4 Best Ways To Care For Your Hearing Aids
We all want to preserve our hearing as long as possible. But that's not always easy to do when you're dealing with age-related hearing loss. While it might be easier and cheaper to simply throw away your old hearing aids and go for new ones, there is another option: simple maintenance. Some people might think that proper care is too much work or takes too much time, but this really isn't the case and, in fact, can save money. Here are some tips on how to care for and protect your hearing aids::
Remove wax deposits often
A build-up of wax in the ear canal can reduce hearing aid effectiveness and cause discomfort. Wax is actually a good thing, as it keeps dust out of your ears and helps prevent infections. But if you wear hearing aids, be sure to clean them to keep them working properly regularly.
You should keep a pair of tweezers on hand for removing this buildup from your hearing aid(s). Gently press on the outer rim of your hearing aid with one hand while using the other hand to grab hold of any wax that has accumulated inside. Then pull gently until you've removed all the stubborn bits of debris that have built up within!
Clean daily with a soft cloth
Your hearing aids are the most important tools you have to better your hearing, but they're also delicate. If you don't take proper care of them, you could lose one or both of them, and then what?

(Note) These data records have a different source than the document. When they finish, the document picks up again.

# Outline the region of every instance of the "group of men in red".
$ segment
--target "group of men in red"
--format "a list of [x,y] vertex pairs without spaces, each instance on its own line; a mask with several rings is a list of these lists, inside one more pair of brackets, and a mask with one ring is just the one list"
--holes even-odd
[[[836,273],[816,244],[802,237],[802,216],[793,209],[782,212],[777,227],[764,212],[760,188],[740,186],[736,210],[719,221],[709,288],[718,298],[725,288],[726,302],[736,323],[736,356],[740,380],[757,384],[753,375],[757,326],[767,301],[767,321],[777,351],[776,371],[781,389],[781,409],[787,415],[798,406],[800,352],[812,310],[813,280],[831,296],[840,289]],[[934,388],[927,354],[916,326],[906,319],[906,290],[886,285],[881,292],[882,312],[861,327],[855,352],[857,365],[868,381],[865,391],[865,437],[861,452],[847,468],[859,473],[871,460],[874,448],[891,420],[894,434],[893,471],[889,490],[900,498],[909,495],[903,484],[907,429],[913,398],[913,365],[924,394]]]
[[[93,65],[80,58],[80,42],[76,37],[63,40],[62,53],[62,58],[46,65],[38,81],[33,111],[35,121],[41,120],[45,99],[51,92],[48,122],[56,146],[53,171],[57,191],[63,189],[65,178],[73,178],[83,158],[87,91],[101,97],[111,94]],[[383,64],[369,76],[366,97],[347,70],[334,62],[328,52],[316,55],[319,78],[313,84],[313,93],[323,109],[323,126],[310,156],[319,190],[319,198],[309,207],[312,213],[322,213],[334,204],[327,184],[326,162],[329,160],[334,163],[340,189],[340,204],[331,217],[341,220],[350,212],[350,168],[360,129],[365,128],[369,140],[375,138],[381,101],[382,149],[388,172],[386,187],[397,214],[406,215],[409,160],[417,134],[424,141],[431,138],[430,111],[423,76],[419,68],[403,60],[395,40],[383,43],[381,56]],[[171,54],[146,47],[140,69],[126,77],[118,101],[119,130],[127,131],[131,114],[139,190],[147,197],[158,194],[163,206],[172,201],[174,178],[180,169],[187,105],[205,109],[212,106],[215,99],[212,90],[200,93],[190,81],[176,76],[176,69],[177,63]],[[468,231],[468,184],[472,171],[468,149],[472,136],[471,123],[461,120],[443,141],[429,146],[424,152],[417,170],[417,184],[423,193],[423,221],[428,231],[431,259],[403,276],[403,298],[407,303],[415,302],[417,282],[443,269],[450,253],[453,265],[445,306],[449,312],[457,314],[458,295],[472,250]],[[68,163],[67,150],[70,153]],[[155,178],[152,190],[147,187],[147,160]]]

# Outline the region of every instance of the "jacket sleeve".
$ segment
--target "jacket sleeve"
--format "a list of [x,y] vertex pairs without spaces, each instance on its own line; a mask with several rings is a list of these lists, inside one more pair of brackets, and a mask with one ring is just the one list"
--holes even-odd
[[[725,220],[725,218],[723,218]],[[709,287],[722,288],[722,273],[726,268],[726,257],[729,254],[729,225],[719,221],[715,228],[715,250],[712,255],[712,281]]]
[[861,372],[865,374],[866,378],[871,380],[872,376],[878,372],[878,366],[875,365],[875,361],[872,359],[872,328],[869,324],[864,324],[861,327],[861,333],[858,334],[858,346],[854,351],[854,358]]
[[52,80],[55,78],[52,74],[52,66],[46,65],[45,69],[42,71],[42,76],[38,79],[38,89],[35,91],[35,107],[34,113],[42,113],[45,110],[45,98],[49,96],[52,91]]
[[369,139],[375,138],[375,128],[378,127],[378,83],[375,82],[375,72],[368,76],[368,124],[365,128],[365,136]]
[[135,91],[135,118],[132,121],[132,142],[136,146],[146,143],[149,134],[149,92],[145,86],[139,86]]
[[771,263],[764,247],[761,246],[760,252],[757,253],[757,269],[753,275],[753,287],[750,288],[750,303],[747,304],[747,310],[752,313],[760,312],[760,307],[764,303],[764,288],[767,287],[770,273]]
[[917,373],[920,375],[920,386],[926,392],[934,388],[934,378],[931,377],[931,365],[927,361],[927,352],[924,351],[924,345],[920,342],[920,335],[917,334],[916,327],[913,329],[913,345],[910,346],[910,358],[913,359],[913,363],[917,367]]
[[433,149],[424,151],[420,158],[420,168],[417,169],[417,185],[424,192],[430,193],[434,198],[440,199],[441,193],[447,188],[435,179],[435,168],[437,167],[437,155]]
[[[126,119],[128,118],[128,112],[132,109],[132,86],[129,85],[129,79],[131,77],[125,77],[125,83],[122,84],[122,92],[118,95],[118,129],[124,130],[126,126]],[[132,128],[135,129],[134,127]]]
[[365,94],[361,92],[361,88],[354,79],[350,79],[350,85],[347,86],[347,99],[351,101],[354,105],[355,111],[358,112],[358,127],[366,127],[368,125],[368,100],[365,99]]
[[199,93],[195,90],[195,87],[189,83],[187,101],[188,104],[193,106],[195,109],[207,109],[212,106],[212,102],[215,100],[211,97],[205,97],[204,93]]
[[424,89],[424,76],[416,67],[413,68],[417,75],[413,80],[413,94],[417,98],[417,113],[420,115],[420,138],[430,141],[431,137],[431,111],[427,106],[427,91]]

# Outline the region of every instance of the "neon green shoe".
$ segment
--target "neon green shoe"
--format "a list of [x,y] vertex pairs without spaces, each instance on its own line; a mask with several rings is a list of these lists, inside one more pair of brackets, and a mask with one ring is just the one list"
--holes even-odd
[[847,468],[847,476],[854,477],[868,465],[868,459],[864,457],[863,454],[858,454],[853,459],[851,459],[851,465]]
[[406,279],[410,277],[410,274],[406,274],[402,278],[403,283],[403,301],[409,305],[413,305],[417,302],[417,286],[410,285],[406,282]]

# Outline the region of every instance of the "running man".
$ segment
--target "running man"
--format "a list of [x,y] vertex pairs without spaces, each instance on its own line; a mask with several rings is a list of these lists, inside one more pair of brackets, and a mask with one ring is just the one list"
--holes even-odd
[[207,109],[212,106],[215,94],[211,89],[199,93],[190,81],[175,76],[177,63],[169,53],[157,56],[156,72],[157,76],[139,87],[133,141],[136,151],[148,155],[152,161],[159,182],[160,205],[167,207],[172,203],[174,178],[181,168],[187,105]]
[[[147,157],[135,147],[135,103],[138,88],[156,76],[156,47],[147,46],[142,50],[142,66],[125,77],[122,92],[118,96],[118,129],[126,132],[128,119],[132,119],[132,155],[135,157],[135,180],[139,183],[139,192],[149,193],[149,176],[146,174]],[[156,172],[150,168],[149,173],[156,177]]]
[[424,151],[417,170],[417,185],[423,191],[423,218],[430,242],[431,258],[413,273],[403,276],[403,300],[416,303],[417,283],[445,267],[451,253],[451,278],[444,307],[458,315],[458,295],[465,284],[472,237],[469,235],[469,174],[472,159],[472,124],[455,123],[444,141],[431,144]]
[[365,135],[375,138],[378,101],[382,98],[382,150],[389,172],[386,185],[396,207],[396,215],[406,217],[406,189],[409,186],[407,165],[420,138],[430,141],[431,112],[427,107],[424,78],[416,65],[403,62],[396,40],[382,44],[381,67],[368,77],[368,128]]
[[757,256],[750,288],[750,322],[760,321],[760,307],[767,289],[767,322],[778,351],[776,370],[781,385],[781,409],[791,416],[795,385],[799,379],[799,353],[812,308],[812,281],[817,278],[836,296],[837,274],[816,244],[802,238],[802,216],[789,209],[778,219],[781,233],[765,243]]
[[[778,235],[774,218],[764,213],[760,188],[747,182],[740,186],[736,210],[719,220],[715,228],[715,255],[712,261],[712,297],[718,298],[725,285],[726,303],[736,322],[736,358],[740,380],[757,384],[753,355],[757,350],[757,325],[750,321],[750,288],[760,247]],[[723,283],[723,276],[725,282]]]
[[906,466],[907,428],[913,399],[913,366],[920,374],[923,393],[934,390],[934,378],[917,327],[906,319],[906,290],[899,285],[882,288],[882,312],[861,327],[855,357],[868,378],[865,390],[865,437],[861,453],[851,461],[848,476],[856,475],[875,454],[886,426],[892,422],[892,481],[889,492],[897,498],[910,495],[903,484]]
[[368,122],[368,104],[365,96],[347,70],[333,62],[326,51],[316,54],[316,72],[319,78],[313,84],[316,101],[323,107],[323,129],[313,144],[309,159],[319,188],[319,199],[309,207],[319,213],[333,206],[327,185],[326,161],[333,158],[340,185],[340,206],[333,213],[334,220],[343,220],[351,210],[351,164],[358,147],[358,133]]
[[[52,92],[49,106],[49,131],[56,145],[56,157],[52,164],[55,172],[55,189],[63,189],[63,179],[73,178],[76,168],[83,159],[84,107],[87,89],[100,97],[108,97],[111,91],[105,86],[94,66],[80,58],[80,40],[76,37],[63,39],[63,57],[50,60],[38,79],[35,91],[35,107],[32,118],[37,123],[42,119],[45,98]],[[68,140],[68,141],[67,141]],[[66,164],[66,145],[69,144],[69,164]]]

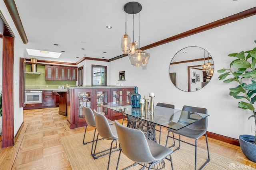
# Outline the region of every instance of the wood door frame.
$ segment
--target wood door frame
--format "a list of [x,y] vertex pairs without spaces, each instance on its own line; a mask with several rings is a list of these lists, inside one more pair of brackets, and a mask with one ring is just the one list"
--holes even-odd
[[13,102],[13,68],[14,36],[0,11],[0,32],[3,39],[2,133],[2,147],[14,145]]

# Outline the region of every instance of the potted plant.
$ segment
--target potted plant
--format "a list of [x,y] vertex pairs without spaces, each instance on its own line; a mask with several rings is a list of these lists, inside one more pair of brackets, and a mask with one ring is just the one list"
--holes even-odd
[[[254,42],[256,43],[256,41]],[[247,54],[246,56],[245,54]],[[229,68],[218,70],[218,72],[222,73],[218,78],[219,80],[226,79],[223,81],[225,83],[237,82],[237,87],[229,89],[229,95],[240,100],[238,107],[252,111],[252,115],[248,119],[254,117],[256,127],[256,114],[254,106],[256,102],[256,47],[245,52],[230,54],[228,56],[235,57],[235,59],[230,63]],[[239,136],[240,146],[244,154],[254,162],[256,162],[256,133],[254,136],[242,135]]]

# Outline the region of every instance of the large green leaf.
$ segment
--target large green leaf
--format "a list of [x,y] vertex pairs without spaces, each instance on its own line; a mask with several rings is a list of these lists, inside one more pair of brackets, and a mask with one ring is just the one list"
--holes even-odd
[[232,62],[231,62],[231,63],[230,63],[230,64],[229,64],[230,66],[230,68],[231,67],[231,66],[233,65],[233,63],[234,63],[234,62],[236,61],[240,61],[240,59],[237,59],[235,60],[233,60],[233,61],[232,61]]
[[251,51],[249,53],[254,58],[256,58],[256,51]]
[[238,70],[239,71],[245,71],[246,70],[246,68],[239,68]]
[[256,59],[255,57],[252,58],[252,64],[251,66],[252,68],[255,69],[255,64],[256,64]]
[[254,107],[252,104],[246,103],[244,102],[240,102],[238,103],[238,107],[243,109],[249,109],[251,110],[254,110]]
[[229,95],[232,96],[234,96],[237,95],[239,93],[240,93],[240,92],[230,92]]
[[249,90],[256,90],[256,83],[246,85],[244,87]]
[[242,99],[243,98],[246,98],[246,97],[242,96],[233,96],[233,97],[236,99]]
[[227,76],[228,76],[230,73],[230,72],[229,71],[228,72],[226,72],[225,73],[222,74],[220,74],[220,76],[219,76],[218,78],[219,78],[219,80],[224,79],[226,77],[227,77]]
[[[244,72],[244,71],[235,71],[233,73],[233,75],[234,75],[234,76],[235,77],[237,77],[241,76]],[[250,75],[249,76],[250,76]]]
[[242,93],[246,93],[246,91],[245,91],[244,88],[241,86],[236,88],[230,88],[229,90],[233,93],[236,93],[238,92],[242,92]]
[[250,98],[254,93],[256,93],[256,90],[250,91],[247,93],[247,95],[248,95],[248,97]]
[[254,97],[252,98],[251,99],[251,102],[253,104],[254,104],[254,102],[256,102],[256,96],[254,96]]
[[251,66],[251,64],[246,60],[234,61],[233,65],[237,68],[248,68]]

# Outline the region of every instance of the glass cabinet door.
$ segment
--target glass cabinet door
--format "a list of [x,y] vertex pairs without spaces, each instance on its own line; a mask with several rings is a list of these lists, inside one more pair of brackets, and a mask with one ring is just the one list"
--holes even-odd
[[96,90],[97,95],[96,103],[97,108],[96,110],[98,113],[105,115],[106,117],[108,117],[108,109],[101,107],[100,105],[107,104],[110,102],[110,98],[108,96],[110,94],[110,91],[108,89]]
[[84,119],[83,107],[91,107],[91,92],[78,92],[78,119]]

You need to take good care of your hearing aids so that they last as long as possible. Cleaning them daily with a soft cloth will help them last longer than if you don't clean your hearing aids at all.
Plus, when you regularly clean your hearing aid with a soft cloth, it will perform better. They'll be more comfortable for you to wear, less likely to pick up dirt and dust from the environment, and won't deteriorate as quickly if they aren't being exposed to the elements.
Protect from moisture and humidity
You should protect your hearing aid from moisture and humidity because it can cause damage to the device. Moisture can seep into the sound processor, corroding its inner workings and making it less effective at amplifying sound. In addition, moisture can cause mold to grow inside of the hearing aid, which can also damage the device's inner components.
If you live in a humid area or near water (like the ocean), you may want to consider using a case for your hearing aid. Cases will help keep out moisture that could otherwise damage your hearing aid.
It's important to keep your hearing aids dry because water can cause damage to the internal components of your hearing aid. The moisture can cause corrosion, which can lead to noise in the device, as well as malfunctioning. Your hearing aid may also be unable to function properly if it gets wet.
In addition, water can cause skin irritation for many people with hearing aids. If you wear your hearing aids in a place where they might get wet—like while swimming or showering—you risk developing an infection or inflammation of your ear canal skin.
Change batteries regularly
Batteries in hearing aids should be changed every 3-4 months, depending on how much you wear them and whether or not you use rechargeable batteries. The cost of disposable or rechargeable batteries can add up over time, but these costs are offset by the benefits of hearing better and having less interference from background noise. If you’re looking for an environmentally friendly option, try rechargeable batteries that can be used in either type of device—an even better option if you spend most of your time outdoors!